Lorenza se rapprocha de la princesse sous l’empire d’une mystérieuse exaltation.

– Ce qu’il est, Madame? dit-elle. C’est, j’en suis certaine, un de ces démons qui font la guerre aux hommes, et que Satan, leur prince, a doués d’une puissance surhumaine.

– Que me dites-vous là? fit la princesse en regardant cette femme pour bien s’assurer qu’elle n’était pas folle.

– Et moi, moi! oh! malheureuse que je suis! s’écria Lorenza en tordant ses beaux bras, qui semblaient moulés sur ceux d’une statue antique; moi, je me suis trouvée sur le chemin de cet homme! et moi, moi, je suis…

– Achevez.

Lorenza se rapprocha encore de la princesse; puis, tout bas, et comme épouvantée elle-même de ce qu’elle allait dire:

– Moi, je suis possédée! murmura-t-elle.

– Possédée! s’écria la princesse; voyons, madame, dites, êtes-vous dans votre bon sens, et ne seriez-vous point…?

– Folle, n’est-ce pas? c’est ce que vous voulez dire. Non, je ne suis pas folle, mais je pourrais bien le devenir si vous m’abandonnez.

– Possédée! répéta la princesse.

– Hélas! hélas!

– Mais, permettez-moi de vous le dire, je vous vois en toutes choses semblable aux autres créatures les plus favorisées de Dieu; vous paraissez riche, vous êtes belle, vous vous exprimez raisonnablement, votre visage ne porte aucune trace de cette terrible et mystérieuse maladie qu’on appelle la possession.

– Madame, c’est dans ma vie, c’est dans les aventures de cette vie que réside le secret sinistre que je voudrais me cacher à moi-même.

– Expliquez-vous, voyons. Suis-je donc la première à qui vous parlez de votre malheur? Vos parents, vos amis?
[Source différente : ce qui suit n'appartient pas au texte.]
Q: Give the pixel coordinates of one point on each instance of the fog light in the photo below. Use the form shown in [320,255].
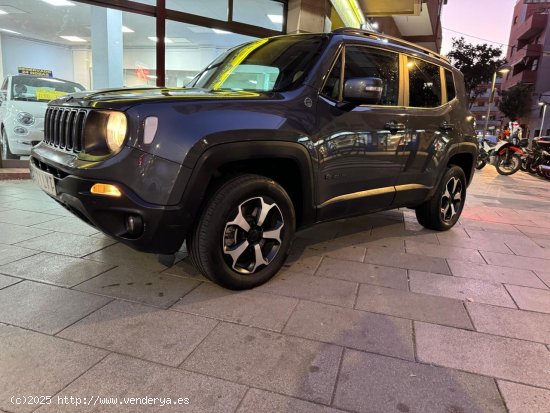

– Mes parents! s’écria la jeune femme en croisant les mains avec douleur; pauvres parents! les reverrai-je jamais? Des amis, ajouta-t-elle avec amertume, hélas! Madame, est-ce que j’ai des amis!

– Voyons, procédons par ordre, mon enfant, dit Madame Louise essayant de tracer un chemin aux paroles de l’étrangère. Quels sont vos parents, et comment les avez-vous quittés?